Object Viewpoint Classification Based 3D Bounding Box Estimation for Autonomous Vehicles
This work addresses the perception challenge for autonomous vehicles by enhancing monocular image-based 3D detection, though it is incremental as it builds on existing two-stage frameworks.
The paper tackles 3D object detection for autonomous vehicles by introducing a viewpoint classification method to determine geometric constraints between 2D and 3D bounding boxes, resulting in improved computational efficiency and precision, particularly in orientation angle estimation, as validated on the KITTI dataset.
3D object detection is one of the most important tasks for the perception systems of autonomous vehicles. With the significant success in the field of 2D object detection, several monocular image based 3D object detection algorithms have been proposed based on advanced 2D object detectors and the geometric constraints between the 2D and 3D bounding boxes.
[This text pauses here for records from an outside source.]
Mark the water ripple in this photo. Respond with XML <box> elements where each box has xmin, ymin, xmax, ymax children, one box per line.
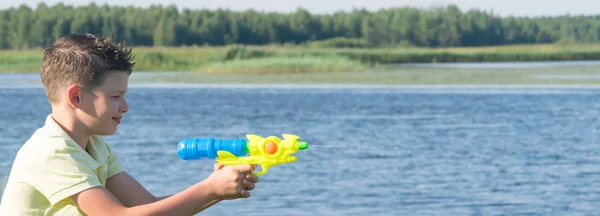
<box><xmin>1</xmin><ymin>86</ymin><xmax>600</xmax><ymax>215</ymax></box>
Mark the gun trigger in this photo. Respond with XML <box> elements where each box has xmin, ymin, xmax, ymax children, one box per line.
<box><xmin>252</xmin><ymin>164</ymin><xmax>269</xmax><ymax>176</ymax></box>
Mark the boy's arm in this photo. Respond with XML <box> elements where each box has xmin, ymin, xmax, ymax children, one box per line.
<box><xmin>72</xmin><ymin>164</ymin><xmax>257</xmax><ymax>216</ymax></box>
<box><xmin>105</xmin><ymin>173</ymin><xmax>222</xmax><ymax>211</ymax></box>
<box><xmin>156</xmin><ymin>196</ymin><xmax>222</xmax><ymax>212</ymax></box>
<box><xmin>107</xmin><ymin>163</ymin><xmax>237</xmax><ymax>209</ymax></box>
<box><xmin>105</xmin><ymin>172</ymin><xmax>160</xmax><ymax>206</ymax></box>
<box><xmin>72</xmin><ymin>179</ymin><xmax>219</xmax><ymax>216</ymax></box>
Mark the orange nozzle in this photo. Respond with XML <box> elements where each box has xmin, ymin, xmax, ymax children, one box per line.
<box><xmin>265</xmin><ymin>142</ymin><xmax>278</xmax><ymax>154</ymax></box>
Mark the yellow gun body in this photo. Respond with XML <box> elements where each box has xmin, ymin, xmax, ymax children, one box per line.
<box><xmin>216</xmin><ymin>134</ymin><xmax>308</xmax><ymax>176</ymax></box>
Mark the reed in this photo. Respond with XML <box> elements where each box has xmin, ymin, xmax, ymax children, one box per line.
<box><xmin>1</xmin><ymin>43</ymin><xmax>600</xmax><ymax>73</ymax></box>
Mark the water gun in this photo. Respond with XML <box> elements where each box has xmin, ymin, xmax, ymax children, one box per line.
<box><xmin>177</xmin><ymin>134</ymin><xmax>309</xmax><ymax>176</ymax></box>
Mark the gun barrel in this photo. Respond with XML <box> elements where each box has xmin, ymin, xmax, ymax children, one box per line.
<box><xmin>177</xmin><ymin>138</ymin><xmax>248</xmax><ymax>160</ymax></box>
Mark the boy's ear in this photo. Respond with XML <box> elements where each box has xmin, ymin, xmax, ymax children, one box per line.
<box><xmin>66</xmin><ymin>84</ymin><xmax>82</xmax><ymax>109</ymax></box>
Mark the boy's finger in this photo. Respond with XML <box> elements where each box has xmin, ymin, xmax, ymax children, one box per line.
<box><xmin>245</xmin><ymin>174</ymin><xmax>259</xmax><ymax>183</ymax></box>
<box><xmin>242</xmin><ymin>179</ymin><xmax>255</xmax><ymax>190</ymax></box>
<box><xmin>213</xmin><ymin>163</ymin><xmax>224</xmax><ymax>171</ymax></box>
<box><xmin>240</xmin><ymin>190</ymin><xmax>251</xmax><ymax>198</ymax></box>
<box><xmin>233</xmin><ymin>164</ymin><xmax>256</xmax><ymax>173</ymax></box>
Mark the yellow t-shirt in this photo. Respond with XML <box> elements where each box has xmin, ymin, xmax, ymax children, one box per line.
<box><xmin>0</xmin><ymin>114</ymin><xmax>125</xmax><ymax>215</ymax></box>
In this paper, we propose a novel method for determining the configuration of the 2D-3D geometric constraints which is based on the well-known 2D-3D two stage object detection framework. First, we discrete viewpoints in which the camera shots the object into 16 categories with respect to the observation relationship between camera and objects. Second, we design a viewpoint classifier by integrated a new sub-branch into the existing multi-branches CNN. Then, the configuration of geometric constraint between the 2D and 3D bounding boxes can be determined according to the output of this classifier. Extensive experiments on the KITTI dataset show that, our method not only improves the computational efficiency, but also increases the overall precision of the model, especially to the orientation angle estimation.